Egypt women march against military violence against them

bikyyamasr

| 20 December 2011 | 
A woman holds an anti-military poster at women's march. -photo by Manar Ammar
CAIRO: Egyptian women, angered by the recent violence used against them in clashes between police and protesters that has left at least 14 dead and over 700 injured in Cairo over the past five days, marched towards Tahrir Square from different venues around the city on Tuesday.
Thousands of women marched shouting anti-military chants while touring the square, before the march that arrived from the Fine Arts School remained outside the Tahrir administrative building and began to make art.
Thousands of women and men joined the march holding signs that read “we will not be silent about women’s abuses” and pictures of the Tahrir girl who five soldiers assaulted over the weekend, dragging her on the pavement snapping her dress open and revealing her bra, before a soldiers leg hit her in the chest.
The image of the military brutality galvanized anger toward the military and police as clashes continued in the Egyptian capital.
Other elderly women were also assaulted by soldiers, who slapped one older woman on the face repeatedly and hit her with their wooden sticks on her back and behind.
The military ruling council admitted violations against female protesters on Monday, but asked the public to “consider the circumstances surrounding the beating.”
“Our honor is a red line,” screamed one protester, commenting on General Adel Emarra, the member of the ruling military council who said at a press conference on Monday that the safety and security of the armed forces is a “red line.”
“They can say what they want, they will not humiliate us or silence us, we welcome death and beaten, but stripping us naked is a red line,” the elderly woman said addressing a group of younger women from the school of art.
On Monday evening, US Secretary of State Hillary Clinton lashed out at their military allies, saying she was “shocked” at the violence perpetrated by the Egyptian military against female protesters.

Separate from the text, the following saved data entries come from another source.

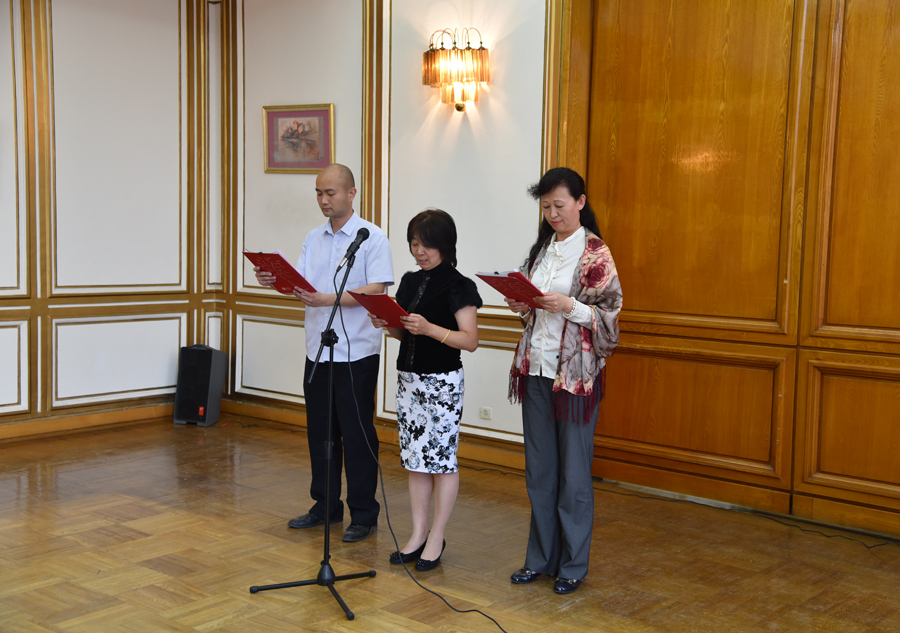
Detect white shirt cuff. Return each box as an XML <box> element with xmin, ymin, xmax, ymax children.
<box><xmin>566</xmin><ymin>299</ymin><xmax>593</xmax><ymax>328</ymax></box>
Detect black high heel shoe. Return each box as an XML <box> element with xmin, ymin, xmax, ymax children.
<box><xmin>414</xmin><ymin>540</ymin><xmax>446</xmax><ymax>572</ymax></box>
<box><xmin>389</xmin><ymin>541</ymin><xmax>426</xmax><ymax>565</ymax></box>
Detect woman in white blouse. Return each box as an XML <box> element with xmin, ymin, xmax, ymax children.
<box><xmin>505</xmin><ymin>167</ymin><xmax>623</xmax><ymax>595</ymax></box>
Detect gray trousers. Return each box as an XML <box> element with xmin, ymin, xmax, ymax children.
<box><xmin>522</xmin><ymin>375</ymin><xmax>598</xmax><ymax>580</ymax></box>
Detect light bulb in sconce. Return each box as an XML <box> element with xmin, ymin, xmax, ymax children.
<box><xmin>422</xmin><ymin>28</ymin><xmax>490</xmax><ymax>112</ymax></box>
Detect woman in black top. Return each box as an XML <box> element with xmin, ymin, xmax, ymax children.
<box><xmin>368</xmin><ymin>209</ymin><xmax>482</xmax><ymax>571</ymax></box>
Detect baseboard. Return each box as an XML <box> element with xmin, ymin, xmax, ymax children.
<box><xmin>593</xmin><ymin>459</ymin><xmax>791</xmax><ymax>514</ymax></box>
<box><xmin>0</xmin><ymin>405</ymin><xmax>174</xmax><ymax>442</ymax></box>
<box><xmin>220</xmin><ymin>400</ymin><xmax>307</xmax><ymax>427</ymax></box>
<box><xmin>792</xmin><ymin>494</ymin><xmax>900</xmax><ymax>539</ymax></box>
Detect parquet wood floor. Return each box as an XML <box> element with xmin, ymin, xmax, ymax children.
<box><xmin>1</xmin><ymin>416</ymin><xmax>899</xmax><ymax>632</ymax></box>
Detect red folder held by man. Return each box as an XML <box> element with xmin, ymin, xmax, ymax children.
<box><xmin>243</xmin><ymin>251</ymin><xmax>316</xmax><ymax>295</ymax></box>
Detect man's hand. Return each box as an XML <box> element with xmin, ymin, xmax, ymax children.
<box><xmin>293</xmin><ymin>288</ymin><xmax>333</xmax><ymax>307</ymax></box>
<box><xmin>254</xmin><ymin>266</ymin><xmax>276</xmax><ymax>287</ymax></box>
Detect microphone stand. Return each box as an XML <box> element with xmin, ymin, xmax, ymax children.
<box><xmin>249</xmin><ymin>252</ymin><xmax>376</xmax><ymax>621</ymax></box>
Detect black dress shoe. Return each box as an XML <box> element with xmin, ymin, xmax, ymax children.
<box><xmin>510</xmin><ymin>568</ymin><xmax>542</xmax><ymax>584</ymax></box>
<box><xmin>389</xmin><ymin>541</ymin><xmax>426</xmax><ymax>565</ymax></box>
<box><xmin>414</xmin><ymin>540</ymin><xmax>446</xmax><ymax>571</ymax></box>
<box><xmin>342</xmin><ymin>523</ymin><xmax>376</xmax><ymax>542</ymax></box>
<box><xmin>287</xmin><ymin>512</ymin><xmax>325</xmax><ymax>529</ymax></box>
<box><xmin>553</xmin><ymin>578</ymin><xmax>583</xmax><ymax>594</ymax></box>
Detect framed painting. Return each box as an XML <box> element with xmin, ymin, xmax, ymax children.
<box><xmin>263</xmin><ymin>104</ymin><xmax>334</xmax><ymax>173</ymax></box>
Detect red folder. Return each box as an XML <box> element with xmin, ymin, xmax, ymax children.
<box><xmin>349</xmin><ymin>291</ymin><xmax>409</xmax><ymax>329</ymax></box>
<box><xmin>476</xmin><ymin>270</ymin><xmax>545</xmax><ymax>309</ymax></box>
<box><xmin>243</xmin><ymin>251</ymin><xmax>317</xmax><ymax>295</ymax></box>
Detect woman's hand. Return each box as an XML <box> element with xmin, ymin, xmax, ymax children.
<box><xmin>369</xmin><ymin>312</ymin><xmax>404</xmax><ymax>341</ymax></box>
<box><xmin>368</xmin><ymin>312</ymin><xmax>389</xmax><ymax>329</ymax></box>
<box><xmin>504</xmin><ymin>297</ymin><xmax>531</xmax><ymax>314</ymax></box>
<box><xmin>399</xmin><ymin>313</ymin><xmax>434</xmax><ymax>337</ymax></box>
<box><xmin>254</xmin><ymin>266</ymin><xmax>276</xmax><ymax>287</ymax></box>
<box><xmin>533</xmin><ymin>292</ymin><xmax>574</xmax><ymax>314</ymax></box>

“This systematic degradation of Egyptian women dishonors the revolution, disgraces the state and its uniform and is not worthy of a great people,” Clinton said in a speech at Georgetown University.
It was arguably the first time an American official has lashed out at their military ally in Egypt, but the recent spate of violence, and especially the violence directed and women, appear to have finally gotten Washington’s attention.
“Recent events in Egypt have been particularly shocking. Women are being beaten and humiliated in the same streets where they risked their lives for the revolution only a few short months ago,” Clinton said.